平尾魯遷『谷の響』四之巻「骨髪膿水に交る」より

髪と骨と歯

 文政のころ、岩木川の渡し守の妻が、腰に「癰疽(ようそ)」という腫物ができてたいそう苦しんだ。二十日ばかりで腫物が破れると、膿水に混じって髪の毛と骨の砕けたようなものが数日のあいだ出続けた。その後は次第に痛みも消えて治癒した。
 伊香某は、これを評して、
「女性の体に時々あることで、橘南渓が『東西遊記』に『婦人胎中の子死して、堕胎せず、腐乱して腫物となり、骨髪と共に出る』と載せた病気だ」
と言った。そのとおりであろう。

 筆者の近所の熊谷又五郎という人は、梅毒で久しく患った。発病から二年ほど過ぎたころ、股に瘡ができて、その破れ目から砕けた病骨のようなものが多く出た。股は、膝のように二つに折れた形になってしまった。
「梅毒が骨に棲みついたのだ。世間にままあるもので、みな難治の病だ」
と、御番医の佐々木氏が言われたが、はたしてこの人は癒えず、ついに病死した。弘化年間のことである。

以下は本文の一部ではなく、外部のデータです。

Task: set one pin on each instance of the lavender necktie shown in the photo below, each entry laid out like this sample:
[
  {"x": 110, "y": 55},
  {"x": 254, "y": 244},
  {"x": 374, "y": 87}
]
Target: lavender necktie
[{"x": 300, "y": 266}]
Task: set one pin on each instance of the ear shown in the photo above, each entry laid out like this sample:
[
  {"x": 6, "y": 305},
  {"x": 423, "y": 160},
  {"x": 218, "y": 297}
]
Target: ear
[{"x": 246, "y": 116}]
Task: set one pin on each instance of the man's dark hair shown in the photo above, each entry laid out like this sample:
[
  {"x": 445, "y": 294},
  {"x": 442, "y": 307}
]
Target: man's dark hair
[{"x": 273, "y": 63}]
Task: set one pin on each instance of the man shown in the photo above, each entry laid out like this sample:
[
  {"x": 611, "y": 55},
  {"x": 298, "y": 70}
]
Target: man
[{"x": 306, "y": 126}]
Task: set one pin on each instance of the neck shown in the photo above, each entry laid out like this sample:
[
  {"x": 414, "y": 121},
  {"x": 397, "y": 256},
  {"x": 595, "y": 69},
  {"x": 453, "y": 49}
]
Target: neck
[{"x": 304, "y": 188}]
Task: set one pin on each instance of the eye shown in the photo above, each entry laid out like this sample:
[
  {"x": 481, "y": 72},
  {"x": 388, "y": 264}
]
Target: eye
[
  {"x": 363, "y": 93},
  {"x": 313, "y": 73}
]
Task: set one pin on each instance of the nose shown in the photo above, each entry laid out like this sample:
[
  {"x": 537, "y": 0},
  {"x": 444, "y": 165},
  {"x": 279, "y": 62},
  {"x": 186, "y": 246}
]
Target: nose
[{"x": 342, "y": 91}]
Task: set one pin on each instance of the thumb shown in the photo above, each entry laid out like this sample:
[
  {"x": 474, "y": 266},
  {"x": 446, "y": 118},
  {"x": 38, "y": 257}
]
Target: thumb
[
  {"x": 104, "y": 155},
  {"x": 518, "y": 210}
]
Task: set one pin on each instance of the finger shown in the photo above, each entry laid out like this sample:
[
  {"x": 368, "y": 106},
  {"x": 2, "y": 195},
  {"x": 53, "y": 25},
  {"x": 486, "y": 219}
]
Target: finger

 また、文政年間に筆者の家で召し使った三介という者は、ある夜、亀甲町で向う脛を犬に咬まれた。痛みがひどくて勤めがならず、実家に帰って療治したけれども、いよいよ痛んで死にそうになった。
 しかしある時、十日ばかり疵に張っていた膏薬に、骨の砕けたようなものが三枚くっ付いて取れた。それはみな犬の歯だった。それから徐々に癒えて、元どおりに回復したそうだ。
 療治に当たった医師は、亀甲町の吉村某氏である。